Retinal gene therapy in patients with choroideremia: initial findings from a phase 1/2 clinical trial
Retinal gene therapy in patients with choroideremia: initial findings from a phase 1/2 clinical trial
Background: Choroideremia is an X-linked recessive disease that leads to blindness due to mutations in the CHM gene, which encodes the Rab escort protein 1 (REP1). We assessed the effects of retinal gene therapy with an adeno-associated viral (AAV) vector encoding REP1 (AAV.REP1) in patients with this disease.

Methods: In a multicentre clinical trial, six male patients (aged 35-63 years) with choroideremia were administered AAV.REP1 (0·6-1·0×10(10) genome particles, subfoveal injection). Visual function tests included best corrected visual acuity, microperimetry, and retinal sensitivity tests for comparison of baseline values with 6 months after surgery. This study is registered with ClinicalTrials.gov, number NCT01461213.

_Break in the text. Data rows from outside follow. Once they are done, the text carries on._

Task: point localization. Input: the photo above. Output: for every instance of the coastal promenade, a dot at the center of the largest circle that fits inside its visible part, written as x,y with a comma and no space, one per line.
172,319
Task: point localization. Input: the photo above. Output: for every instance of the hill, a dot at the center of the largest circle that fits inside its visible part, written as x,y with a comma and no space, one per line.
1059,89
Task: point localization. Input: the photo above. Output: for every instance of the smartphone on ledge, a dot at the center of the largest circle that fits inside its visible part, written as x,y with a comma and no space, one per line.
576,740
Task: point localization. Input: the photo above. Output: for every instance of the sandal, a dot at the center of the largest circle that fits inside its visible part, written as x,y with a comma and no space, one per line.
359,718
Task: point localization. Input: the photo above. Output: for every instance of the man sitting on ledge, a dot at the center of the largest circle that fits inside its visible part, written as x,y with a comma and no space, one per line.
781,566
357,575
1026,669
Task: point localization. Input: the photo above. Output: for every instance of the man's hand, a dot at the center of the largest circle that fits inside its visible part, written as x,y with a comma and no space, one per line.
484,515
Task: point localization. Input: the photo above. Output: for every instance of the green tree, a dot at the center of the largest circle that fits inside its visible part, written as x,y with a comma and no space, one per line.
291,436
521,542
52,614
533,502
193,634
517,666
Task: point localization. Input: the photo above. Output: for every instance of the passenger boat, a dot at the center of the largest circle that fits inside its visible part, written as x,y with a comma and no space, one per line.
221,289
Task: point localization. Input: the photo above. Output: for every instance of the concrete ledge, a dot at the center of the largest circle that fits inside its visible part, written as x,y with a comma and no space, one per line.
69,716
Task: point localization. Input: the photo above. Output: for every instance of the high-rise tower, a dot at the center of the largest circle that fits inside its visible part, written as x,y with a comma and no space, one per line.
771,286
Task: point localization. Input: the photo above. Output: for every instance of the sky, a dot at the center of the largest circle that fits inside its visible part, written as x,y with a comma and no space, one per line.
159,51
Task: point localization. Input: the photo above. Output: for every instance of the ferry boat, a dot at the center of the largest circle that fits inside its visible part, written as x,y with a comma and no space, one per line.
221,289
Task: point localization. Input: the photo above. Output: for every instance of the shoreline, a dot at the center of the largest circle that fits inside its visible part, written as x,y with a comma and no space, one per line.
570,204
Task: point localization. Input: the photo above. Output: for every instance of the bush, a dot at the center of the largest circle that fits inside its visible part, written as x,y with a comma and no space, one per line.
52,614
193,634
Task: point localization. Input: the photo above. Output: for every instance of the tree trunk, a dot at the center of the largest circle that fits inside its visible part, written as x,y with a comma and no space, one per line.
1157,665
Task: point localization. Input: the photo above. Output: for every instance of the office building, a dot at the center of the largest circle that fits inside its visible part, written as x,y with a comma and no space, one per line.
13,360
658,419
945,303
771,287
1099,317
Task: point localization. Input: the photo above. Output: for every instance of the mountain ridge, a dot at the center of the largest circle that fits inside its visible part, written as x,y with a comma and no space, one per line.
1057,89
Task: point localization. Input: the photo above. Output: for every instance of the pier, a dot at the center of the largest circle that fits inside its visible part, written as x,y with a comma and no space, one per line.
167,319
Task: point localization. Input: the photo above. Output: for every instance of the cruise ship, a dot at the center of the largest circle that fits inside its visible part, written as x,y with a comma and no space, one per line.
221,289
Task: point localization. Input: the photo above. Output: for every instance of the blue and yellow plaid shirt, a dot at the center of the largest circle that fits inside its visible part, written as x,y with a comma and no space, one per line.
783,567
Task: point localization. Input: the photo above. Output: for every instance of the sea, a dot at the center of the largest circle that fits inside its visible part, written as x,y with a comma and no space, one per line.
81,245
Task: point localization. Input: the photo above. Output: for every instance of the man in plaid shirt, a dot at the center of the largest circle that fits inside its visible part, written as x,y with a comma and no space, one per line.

Findings: Despite undergoing retinal detachment, which normally reduces vision, two patients with advanced choroideremia who had low baseline best corrected visual acuity gained 21 letters and 11 letters (more than two and four lines of vision). Four other patients with near normal best corrected visual acuity at baseline recovered to within one to three letters. Mean gain in visual acuity overall was 3·8 letters (SE 4·1). Maximal sensitivity measured with dark-adapted microperimetry increased in the treated eyes from 23·0 dB (SE 1·1) at baseline to 25·3 dB (1·3) after treatment (increase 2·3 dB [95% CI 0·8-3·8]). In all patients, over the 6 months, the increase in retinal sensitivity in the treated eyes (mean 1·7 [SE 1·0]) was correlated with the vector dose administered per mm(2) of surviving retina (r=0·82, p=0·04). By contrast, small non-significant reductions (p>0·05) were noted in the control eyes in both maximal sensitivity (-0·8 dB [1·5]) and mean sensitivity (-1·6 dB [0·9]). One patient in whom the vector was not administered to the fovea re-established variable eccentric fixation that included the ectopic island of surviving retinal pigment epithelium that had been exposed to vector.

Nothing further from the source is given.